In a video sent to country-rock musician Casey Barnes, Beau expressed his gratitude to the community for their messages of support. Sitting on a couch, with both arms in plaster, his right arm in a sling, and wearing Casey Barnes merch, Beau said, “Thanks for all the support and all the awesome people that commented.
"I watched your video again and thought it was very nice.”
Beau's dad also commented on the post, writing, "From beaus parents Hello to each and everyone thank you, your awesome an your comments are being heard and lifting his spirit as Beau reads through the comments and tells me who says this or says that with the biggest smile 😊 so from both me and his mum I wanted to say thank you for your kind heartfelt messages and words of encouragement to our boy Beau ❤️"
Commenters were quick to send Beau well wishes, with one person writing, “I know it's hard right now but things will get better,” and another commenting, “Love and a million wishes for a speedy recovery Beau. All of Tassie is behind you.”
Barnes grew up in Tasmania and went to college in Devonport, and promised to organise “something special” for Beau and his family in the new year.
Beau’s video comes as the fundraiser for families affected by the tragedy cracks the $1.4 million mark. The GoFundMe page will soon be shut down, as the money is rolled into a new public fund that will be coordinated by Devonport Council and the Tasmanian government, in order to ensure transparency.

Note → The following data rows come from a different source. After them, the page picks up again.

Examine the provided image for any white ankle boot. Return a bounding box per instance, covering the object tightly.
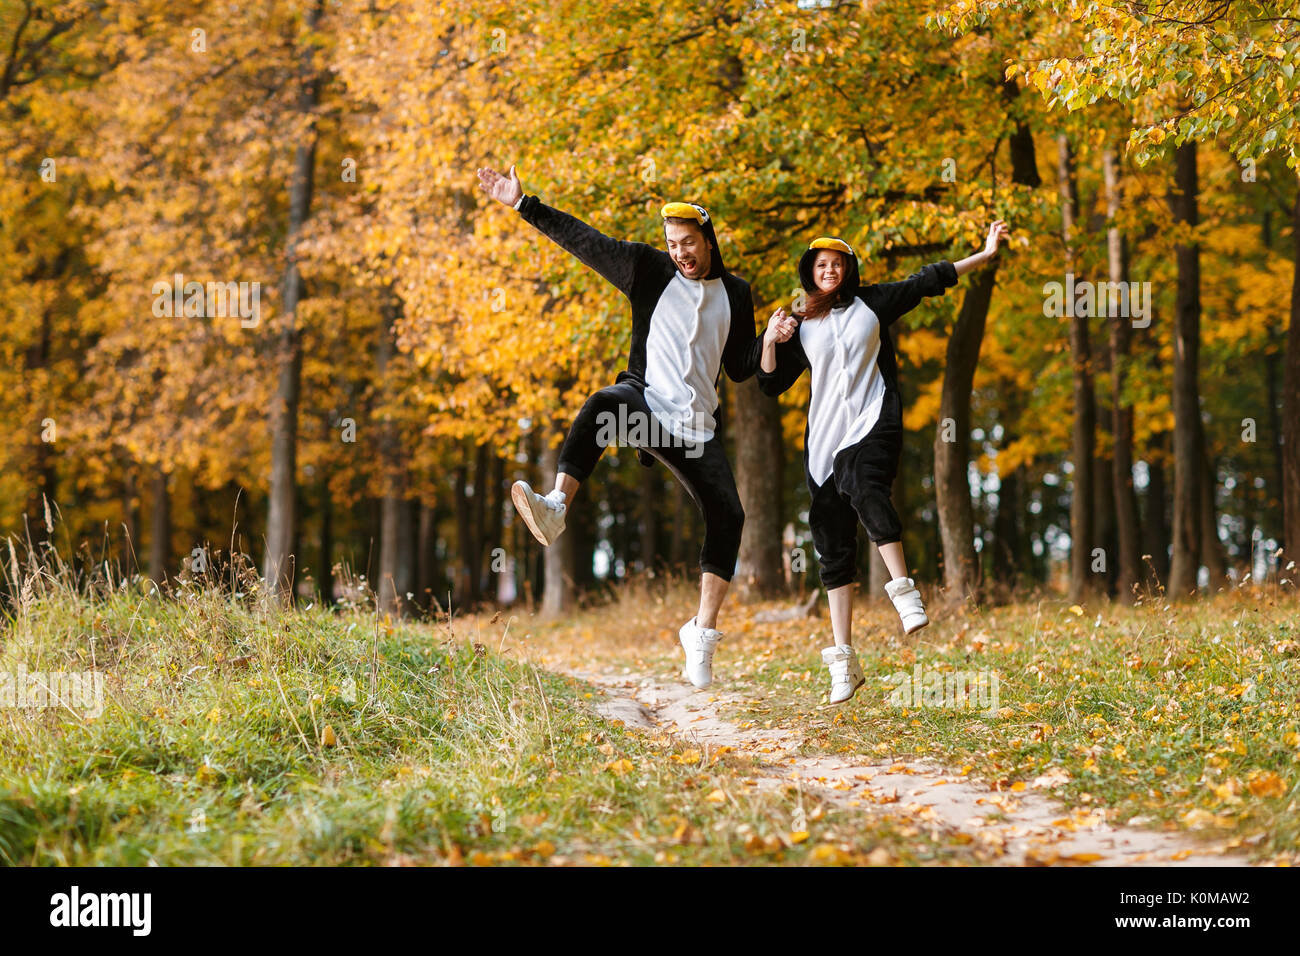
[679,617,722,689]
[821,644,865,704]
[511,481,566,546]
[885,577,929,634]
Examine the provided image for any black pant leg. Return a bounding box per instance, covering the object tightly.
[555,381,649,482]
[807,470,860,589]
[834,429,903,546]
[645,432,744,582]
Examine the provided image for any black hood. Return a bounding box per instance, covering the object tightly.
[798,241,860,309]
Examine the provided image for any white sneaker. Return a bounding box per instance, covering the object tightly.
[822,645,865,704]
[885,577,929,634]
[511,480,566,546]
[678,617,722,689]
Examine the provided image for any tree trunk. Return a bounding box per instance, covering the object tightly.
[733,376,784,597]
[470,443,488,602]
[148,466,170,585]
[1201,445,1227,589]
[1143,434,1171,588]
[376,297,407,617]
[992,456,1023,590]
[934,266,997,602]
[453,453,473,609]
[638,462,658,574]
[1103,145,1141,603]
[487,453,505,595]
[1167,141,1203,597]
[415,500,437,612]
[319,473,333,606]
[24,308,55,555]
[569,484,595,591]
[1284,179,1300,557]
[264,0,324,600]
[933,78,1038,604]
[379,489,403,616]
[121,462,139,576]
[1059,134,1096,603]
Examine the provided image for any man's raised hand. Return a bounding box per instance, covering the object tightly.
[476,164,523,208]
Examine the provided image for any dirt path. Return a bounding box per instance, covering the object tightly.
[565,666,1247,867]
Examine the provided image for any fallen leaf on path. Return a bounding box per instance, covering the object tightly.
[1031,767,1070,789]
[809,844,853,865]
[1181,808,1236,829]
[1247,771,1286,798]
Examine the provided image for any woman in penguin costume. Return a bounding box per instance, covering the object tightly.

At a council meeting on Monday, Devonport councillor Alison Jarmin said, “I know there’s some angst about what is going to happen to these funds and how they are going to be administered.
“We going to be making sure it goes to the right places and goes to the families and doesn’t get lost in governance and bureaucracy.”
Devonport local and creator of the GoFundMe, Zoe Smith, said she was in awe at people’s generosity, telling reporters over the weekend, "It's just beyond anything we could have thought possible.
“People should just be so proud of themselves and the amount that they have donated. It's incredible.”